I have a matrix that contains 3 columns and in total 10,000 elements. First and second columns are indexes and third column is the score. I want to normalize the score column based on this formula:
Normalized_score_i_j = score_i_j / ((sqrt(score_i_i) * (sqrt(score_j_j))
score_i_j
= the current score itself
score_i_i
= look at current score's index in first column, and in the dataset look for a score that has that index in both its first and second columns
score_j_j
= look at current score's index in second column, and in the dataset look for a score that has that index in both its first and second columns
An example is for instance, if df is as follow:
df <- read.table(text = "
First.Protein,Second.Protein,Score
1,1,25
1,2,90
1,3,82
1,4,19
2,1,90
2,2,99
2,3,76
2,4,79
3,1,82
3,2,76
3,3,91
3,4,33
4,1,28
4,2,11
4,3,99
4,4,50
", header = TRUE, sep = ",")
If we are normalizing this row:
First.Protein Second.Protein Score
4 3 99
The normalized score will be:
The score itself divided by the sqrt of a score that its First.Protein and Second.Protein index are both 4 multiplied by the sqrt of a score where its First.Protein and Second.Protein indexes are both 3.
Therefore:
Normalized = 99 / (sqrt(50) * sqrt(91)) = 1.467674
I have the code below, but it is behaving very weirdly and is giving me values that are not at all normalized and are in fact very odd:
for(i in 1:nrow(Smith_Waterman_Scores))
{
Smith_Waterman_Scores$Score[i] <-
Smith_Waterman_Scores$Score[i] /
(sqrt(Smith_Waterman_Scores$Score[which(Smith_Waterman_Scores$First.Protein==Smith_Waterman_Scores$First.Protein[i] & Smith_Waterman_Scores$Second.Protein==Smith_Waterman_Scores$First.Protein[i])])) *
(sqrt(Smith_Waterman_Scores$Score[which(Smith_Waterman_Scores$First.Protein==Smith_Waterman_Scores$Second.Protein[i] & Smith_Waterman_Scores$Second.Protein==Smith_Waterman_Scores$Second.Protein[i])]))
}
Here's a re-write of your original attempt (which()
is not necessary; just use the logical vector for sub-setting; with()
allows you to refer to variables in the data frame without having to re-type the name of the data.frame -- easier to read but also easier to make a mistake)
orig0 <- function(df) {
for(i in 1:nrow(df)) {
df$Score[i] <- with(df, {
ii <- First.Protein == First.Protein[i] &
Second.Protein == First.Protein[i]
jj <- First.Protein == Second.Protein[i] &
Second.Protein == Second.Protein[i]
Score[i] / (sqrt(Score[ii]) * sqrt(Score[jj]))
})
}
df$Score
}
The problem is that Score[ii]
and Score[jj]
appear on the right-hand side both before and after they've been updated. Here's a revision where the original columns are interpreted as 'read-only'
orig1 <- function(df) {
normalized <- numeric(nrow(df)) # pre-allocate
for(i in 1:nrow(df)) {
normalized[i] <- with(df, {
ii <- First.Protein == First.Protein[i] &
Second.Protein == First.Protein[i]
jj <- First.Protein == Second.Protein[i] &
Second.Protein == Second.Protein[i]
Score[i] / (sqrt(Score[ii]) * sqrt(Score[jj]))
})
}
normalized
}
I think the results are now correct (see below).

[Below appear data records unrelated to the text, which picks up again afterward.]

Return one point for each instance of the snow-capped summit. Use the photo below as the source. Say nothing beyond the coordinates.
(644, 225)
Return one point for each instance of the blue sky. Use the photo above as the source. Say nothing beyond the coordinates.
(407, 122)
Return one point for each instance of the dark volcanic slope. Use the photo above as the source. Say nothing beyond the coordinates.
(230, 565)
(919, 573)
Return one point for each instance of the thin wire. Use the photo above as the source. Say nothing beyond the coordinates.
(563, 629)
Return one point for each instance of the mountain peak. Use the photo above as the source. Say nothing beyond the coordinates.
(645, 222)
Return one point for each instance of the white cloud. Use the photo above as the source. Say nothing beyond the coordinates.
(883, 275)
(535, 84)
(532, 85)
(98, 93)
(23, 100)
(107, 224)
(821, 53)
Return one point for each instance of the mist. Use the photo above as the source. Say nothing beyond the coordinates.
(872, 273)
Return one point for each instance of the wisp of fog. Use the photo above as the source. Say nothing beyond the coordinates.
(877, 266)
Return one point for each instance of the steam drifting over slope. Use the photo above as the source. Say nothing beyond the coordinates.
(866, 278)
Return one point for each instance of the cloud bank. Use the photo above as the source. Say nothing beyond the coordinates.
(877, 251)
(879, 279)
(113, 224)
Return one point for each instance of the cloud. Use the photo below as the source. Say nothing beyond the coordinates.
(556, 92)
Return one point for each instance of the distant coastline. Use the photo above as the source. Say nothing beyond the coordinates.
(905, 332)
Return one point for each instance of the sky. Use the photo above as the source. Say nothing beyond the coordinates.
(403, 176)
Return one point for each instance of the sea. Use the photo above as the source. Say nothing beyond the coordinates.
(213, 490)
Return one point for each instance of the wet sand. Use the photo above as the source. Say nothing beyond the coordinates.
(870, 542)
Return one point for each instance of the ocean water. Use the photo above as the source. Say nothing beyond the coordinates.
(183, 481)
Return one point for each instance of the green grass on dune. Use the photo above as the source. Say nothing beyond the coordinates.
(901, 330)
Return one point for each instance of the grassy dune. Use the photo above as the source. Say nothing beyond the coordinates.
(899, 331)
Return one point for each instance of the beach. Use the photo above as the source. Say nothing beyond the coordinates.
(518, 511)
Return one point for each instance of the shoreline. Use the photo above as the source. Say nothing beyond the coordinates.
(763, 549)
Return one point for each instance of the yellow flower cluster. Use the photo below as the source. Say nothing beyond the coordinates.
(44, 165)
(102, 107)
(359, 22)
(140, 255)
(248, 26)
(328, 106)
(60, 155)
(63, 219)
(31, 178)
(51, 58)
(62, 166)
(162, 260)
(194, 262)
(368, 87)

A better implementation would use sapply (or vapply) to avoid having to worry about the allocation of the return value
orig2 <- function(df) {
sapply(seq_len(nrow(df)), function(i) {
with(df, {
ii <- First.Protein == First.Protein[i] &
Second.Protein == First.Protein[i]
jj <- First.Protein == Second.Protein[i] &
Second.Protein == Second.Protein[i]
Score[i] / (sqrt(Score[ii]) * sqrt(Score[jj]))
})
})
}
Now that the results are correct, we can ask about performance. Your solution requires a scan of, e.g., First.Protein, each time through the loop. There are N=nrow(df) elements of First.Protein, and you're going through the loop N times, so you'll be making a multiple of N * N = N^2 comparisons -- if you increase the size of the data frame from 10 to 100 rows, the time taken will change from 10 * 10 = 100 units, to 100 * 100 = 10000 units of time.
Several of the answers attempt to avoid that polynomial scaling. My answer does this using match()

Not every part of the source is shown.